EdisonLearning Inc., formerly known as Edison Schools Inc., is a for-profit education management organization for public schools in the United States and the United Kingdom. Edison is based in Fort Lauderdale, Florida.

School districts hire the company to manage schools, particularly new charter schools. In 2015, Edison managed schools enrolling 10,417 students. They also hire it to provide more limited services such as testing, summer school and tutoring.

The company has drawn criticism over the years, with some client school districts saying Edison-run schools cost more than promised to operate and failed to provide a satisfactory education.

==History==
The company was founded in 1992 as the Edison Project, largely the brainchild of Chris Whittle. Other people involved were Tom Ingram (campaign manager and chief of staff to Lamar Alexander, who was a former Governor of Tennessee and United States Secretary of Education 1991-1993), Benno C. Schmidt, Jr., Chester E. Finn, Jr. (assistant secretary of education to former presidents Reagan and George H. W. Bush, and others. It was founded around the idea of making money from school vouchers.

In 2002, the U.S. company approached the UK government and Essex Local Education Authority to develop a partnership. EdisonLearning began operations as a UK subsidiary in 2003 which led to some school improvements until 2020 when it ceased trading in the UK. The UK business contributed heavily to the parent company's intellectual property and was a base for global operations and educational projects in China and the UAE.

==Approach to education==
Edison claimed that it could run public schools for less money than school districts could, and that it would improve student achievement while making a profit for its shareholders. Edison attracted ideological support from backers of privatization and school vouchers, including The Wall Street Journal and the Hoover Institution.

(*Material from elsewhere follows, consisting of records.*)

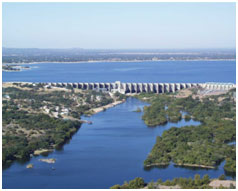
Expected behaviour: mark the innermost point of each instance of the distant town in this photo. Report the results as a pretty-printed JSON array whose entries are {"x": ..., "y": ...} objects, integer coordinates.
[{"x": 28, "y": 55}]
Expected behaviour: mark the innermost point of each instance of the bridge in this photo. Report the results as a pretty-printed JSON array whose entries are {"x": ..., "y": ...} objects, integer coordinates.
[{"x": 158, "y": 88}]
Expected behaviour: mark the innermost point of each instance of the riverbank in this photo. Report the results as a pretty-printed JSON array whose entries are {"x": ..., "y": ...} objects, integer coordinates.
[
  {"x": 195, "y": 165},
  {"x": 103, "y": 108}
]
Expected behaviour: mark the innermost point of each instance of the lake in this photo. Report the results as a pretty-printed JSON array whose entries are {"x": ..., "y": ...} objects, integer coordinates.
[
  {"x": 113, "y": 148},
  {"x": 162, "y": 71}
]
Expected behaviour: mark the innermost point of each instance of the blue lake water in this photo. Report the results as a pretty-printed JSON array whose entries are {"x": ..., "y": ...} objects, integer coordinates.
[
  {"x": 163, "y": 71},
  {"x": 108, "y": 152},
  {"x": 113, "y": 148}
]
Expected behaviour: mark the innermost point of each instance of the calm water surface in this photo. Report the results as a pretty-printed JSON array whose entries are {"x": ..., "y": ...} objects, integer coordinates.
[
  {"x": 113, "y": 148},
  {"x": 163, "y": 71},
  {"x": 108, "y": 152}
]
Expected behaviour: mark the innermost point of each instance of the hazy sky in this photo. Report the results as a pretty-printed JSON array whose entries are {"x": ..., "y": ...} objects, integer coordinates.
[{"x": 119, "y": 25}]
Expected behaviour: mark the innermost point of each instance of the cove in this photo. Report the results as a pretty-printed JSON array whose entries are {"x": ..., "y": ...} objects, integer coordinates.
[{"x": 108, "y": 152}]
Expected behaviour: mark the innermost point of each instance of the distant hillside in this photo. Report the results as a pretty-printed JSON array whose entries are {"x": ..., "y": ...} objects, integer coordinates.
[{"x": 26, "y": 55}]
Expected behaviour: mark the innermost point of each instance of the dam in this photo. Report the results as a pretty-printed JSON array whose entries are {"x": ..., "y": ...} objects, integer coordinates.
[{"x": 126, "y": 88}]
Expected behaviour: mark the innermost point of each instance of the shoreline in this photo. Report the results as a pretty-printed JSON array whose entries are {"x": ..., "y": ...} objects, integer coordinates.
[
  {"x": 119, "y": 61},
  {"x": 103, "y": 108},
  {"x": 195, "y": 165},
  {"x": 181, "y": 165}
]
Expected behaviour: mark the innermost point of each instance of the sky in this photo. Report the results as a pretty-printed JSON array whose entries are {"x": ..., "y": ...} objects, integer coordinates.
[{"x": 119, "y": 25}]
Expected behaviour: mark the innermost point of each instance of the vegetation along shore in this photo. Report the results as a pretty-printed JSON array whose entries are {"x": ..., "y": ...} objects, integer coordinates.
[{"x": 38, "y": 119}]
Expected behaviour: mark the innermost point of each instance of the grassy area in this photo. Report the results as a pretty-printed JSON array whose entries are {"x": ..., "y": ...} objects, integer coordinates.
[
  {"x": 199, "y": 146},
  {"x": 38, "y": 117}
]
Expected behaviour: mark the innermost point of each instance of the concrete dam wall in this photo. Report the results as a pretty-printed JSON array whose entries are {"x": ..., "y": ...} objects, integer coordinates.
[{"x": 125, "y": 88}]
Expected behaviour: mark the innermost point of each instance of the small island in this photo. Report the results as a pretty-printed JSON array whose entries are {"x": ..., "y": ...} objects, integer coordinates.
[{"x": 202, "y": 146}]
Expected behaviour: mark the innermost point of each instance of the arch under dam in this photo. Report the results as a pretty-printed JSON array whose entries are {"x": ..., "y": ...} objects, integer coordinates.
[{"x": 125, "y": 88}]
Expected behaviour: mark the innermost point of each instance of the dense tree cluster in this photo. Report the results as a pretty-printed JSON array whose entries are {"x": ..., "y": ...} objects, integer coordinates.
[
  {"x": 205, "y": 145},
  {"x": 185, "y": 183}
]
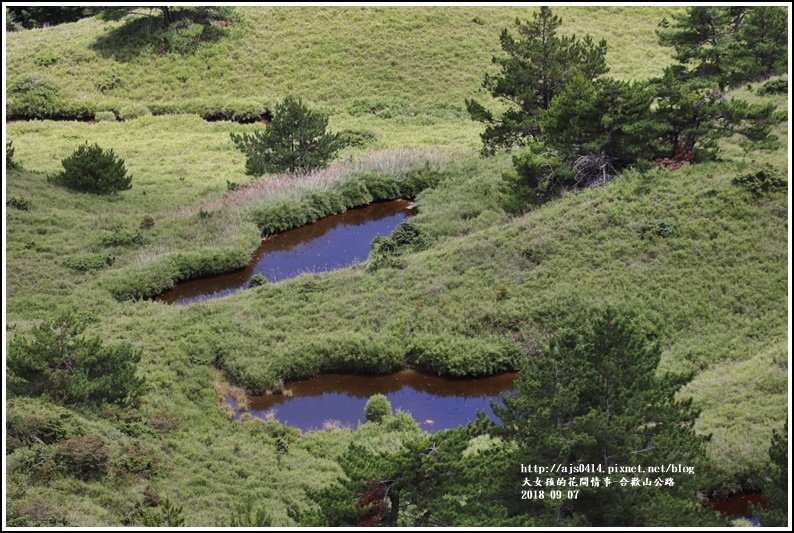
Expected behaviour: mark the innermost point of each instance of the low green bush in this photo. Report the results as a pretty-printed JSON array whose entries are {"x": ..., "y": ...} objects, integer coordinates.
[
  {"x": 10, "y": 163},
  {"x": 124, "y": 237},
  {"x": 762, "y": 182},
  {"x": 18, "y": 202},
  {"x": 32, "y": 421},
  {"x": 89, "y": 263},
  {"x": 385, "y": 250},
  {"x": 457, "y": 356},
  {"x": 778, "y": 86},
  {"x": 358, "y": 138},
  {"x": 420, "y": 179},
  {"x": 105, "y": 116},
  {"x": 377, "y": 408},
  {"x": 108, "y": 82},
  {"x": 658, "y": 228},
  {"x": 33, "y": 97},
  {"x": 83, "y": 457},
  {"x": 147, "y": 222},
  {"x": 257, "y": 280},
  {"x": 92, "y": 169},
  {"x": 132, "y": 111}
]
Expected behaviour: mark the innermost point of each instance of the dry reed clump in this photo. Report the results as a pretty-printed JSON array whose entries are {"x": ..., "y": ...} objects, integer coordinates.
[{"x": 395, "y": 162}]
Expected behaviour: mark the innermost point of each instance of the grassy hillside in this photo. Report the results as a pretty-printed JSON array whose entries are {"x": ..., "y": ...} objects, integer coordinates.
[
  {"x": 393, "y": 61},
  {"x": 713, "y": 284}
]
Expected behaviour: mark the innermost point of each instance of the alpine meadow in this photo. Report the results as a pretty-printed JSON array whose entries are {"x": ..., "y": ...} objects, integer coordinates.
[{"x": 396, "y": 266}]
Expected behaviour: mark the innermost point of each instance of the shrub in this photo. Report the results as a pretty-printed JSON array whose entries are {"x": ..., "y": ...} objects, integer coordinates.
[
  {"x": 88, "y": 263},
  {"x": 83, "y": 457},
  {"x": 108, "y": 82},
  {"x": 132, "y": 111},
  {"x": 33, "y": 97},
  {"x": 92, "y": 169},
  {"x": 357, "y": 138},
  {"x": 659, "y": 228},
  {"x": 778, "y": 86},
  {"x": 10, "y": 163},
  {"x": 241, "y": 112},
  {"x": 763, "y": 182},
  {"x": 30, "y": 422},
  {"x": 295, "y": 140},
  {"x": 18, "y": 202},
  {"x": 46, "y": 58},
  {"x": 377, "y": 408},
  {"x": 105, "y": 116},
  {"x": 147, "y": 222},
  {"x": 458, "y": 356},
  {"x": 420, "y": 179},
  {"x": 257, "y": 280},
  {"x": 245, "y": 515},
  {"x": 60, "y": 362},
  {"x": 124, "y": 237},
  {"x": 406, "y": 237}
]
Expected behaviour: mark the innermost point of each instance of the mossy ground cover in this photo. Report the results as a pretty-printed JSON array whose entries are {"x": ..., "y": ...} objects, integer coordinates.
[{"x": 705, "y": 259}]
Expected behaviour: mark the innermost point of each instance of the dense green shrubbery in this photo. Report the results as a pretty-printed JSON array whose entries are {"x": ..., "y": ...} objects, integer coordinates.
[
  {"x": 778, "y": 86},
  {"x": 132, "y": 110},
  {"x": 360, "y": 190},
  {"x": 108, "y": 82},
  {"x": 377, "y": 408},
  {"x": 147, "y": 222},
  {"x": 147, "y": 282},
  {"x": 89, "y": 263},
  {"x": 257, "y": 280},
  {"x": 295, "y": 140},
  {"x": 357, "y": 138},
  {"x": 92, "y": 169},
  {"x": 10, "y": 163},
  {"x": 241, "y": 113},
  {"x": 36, "y": 97},
  {"x": 61, "y": 362},
  {"x": 124, "y": 237},
  {"x": 762, "y": 182},
  {"x": 41, "y": 16},
  {"x": 420, "y": 179},
  {"x": 105, "y": 116},
  {"x": 452, "y": 355},
  {"x": 18, "y": 202},
  {"x": 32, "y": 421},
  {"x": 386, "y": 250},
  {"x": 83, "y": 457}
]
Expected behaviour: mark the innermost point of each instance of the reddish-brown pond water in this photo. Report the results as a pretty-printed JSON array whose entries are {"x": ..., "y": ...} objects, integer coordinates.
[
  {"x": 330, "y": 243},
  {"x": 435, "y": 402},
  {"x": 738, "y": 505}
]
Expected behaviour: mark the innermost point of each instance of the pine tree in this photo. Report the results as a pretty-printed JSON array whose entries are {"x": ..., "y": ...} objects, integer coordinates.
[
  {"x": 776, "y": 489},
  {"x": 729, "y": 45},
  {"x": 71, "y": 368},
  {"x": 592, "y": 396},
  {"x": 537, "y": 65},
  {"x": 295, "y": 140},
  {"x": 696, "y": 116}
]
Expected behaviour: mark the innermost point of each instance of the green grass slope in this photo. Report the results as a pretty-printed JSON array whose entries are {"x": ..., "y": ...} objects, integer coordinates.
[
  {"x": 355, "y": 60},
  {"x": 713, "y": 282}
]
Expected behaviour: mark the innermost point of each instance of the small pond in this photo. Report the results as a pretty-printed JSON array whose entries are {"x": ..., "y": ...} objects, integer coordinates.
[
  {"x": 436, "y": 403},
  {"x": 738, "y": 505},
  {"x": 330, "y": 243}
]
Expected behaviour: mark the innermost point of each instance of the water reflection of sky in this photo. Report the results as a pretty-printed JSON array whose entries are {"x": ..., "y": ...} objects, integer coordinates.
[
  {"x": 435, "y": 403},
  {"x": 333, "y": 242}
]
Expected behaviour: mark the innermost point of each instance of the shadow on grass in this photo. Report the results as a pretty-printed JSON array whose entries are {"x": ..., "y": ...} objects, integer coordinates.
[{"x": 143, "y": 33}]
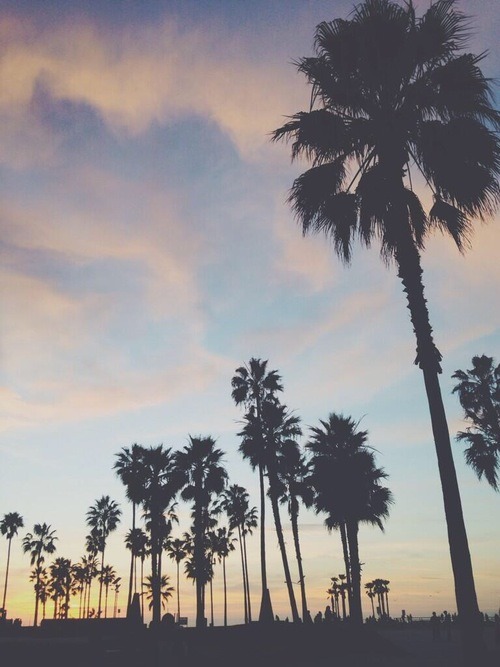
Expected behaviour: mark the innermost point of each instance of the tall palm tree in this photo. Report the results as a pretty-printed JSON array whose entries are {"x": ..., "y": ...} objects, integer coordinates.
[
  {"x": 295, "y": 485},
  {"x": 176, "y": 550},
  {"x": 162, "y": 482},
  {"x": 478, "y": 390},
  {"x": 223, "y": 545},
  {"x": 234, "y": 502},
  {"x": 38, "y": 543},
  {"x": 348, "y": 489},
  {"x": 394, "y": 93},
  {"x": 9, "y": 526},
  {"x": 252, "y": 384},
  {"x": 265, "y": 436},
  {"x": 130, "y": 469},
  {"x": 204, "y": 475},
  {"x": 103, "y": 517},
  {"x": 61, "y": 580}
]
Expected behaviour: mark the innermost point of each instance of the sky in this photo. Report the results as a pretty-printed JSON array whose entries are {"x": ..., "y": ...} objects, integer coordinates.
[{"x": 147, "y": 251}]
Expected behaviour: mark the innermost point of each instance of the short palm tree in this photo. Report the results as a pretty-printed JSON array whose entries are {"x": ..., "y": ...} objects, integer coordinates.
[
  {"x": 347, "y": 487},
  {"x": 61, "y": 581},
  {"x": 251, "y": 385},
  {"x": 478, "y": 390},
  {"x": 38, "y": 543},
  {"x": 392, "y": 94},
  {"x": 130, "y": 469},
  {"x": 9, "y": 526},
  {"x": 176, "y": 550},
  {"x": 200, "y": 463},
  {"x": 103, "y": 517}
]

In 2008, the company announced the acquisition of the education software company Provost Systems, based in Santa Clara, California, which was renamed EdisonLearning.

In 2013, the NAHT. (National Association of Head Teachers - a trade union and professional association representing more than 28,500 members in England, Wales and Northern Ireland), in partnership with EdisonLearningUK, developed the Aspire Pilot Programme for schools judged as Satisfactory or Requires Improvement by Ofsted.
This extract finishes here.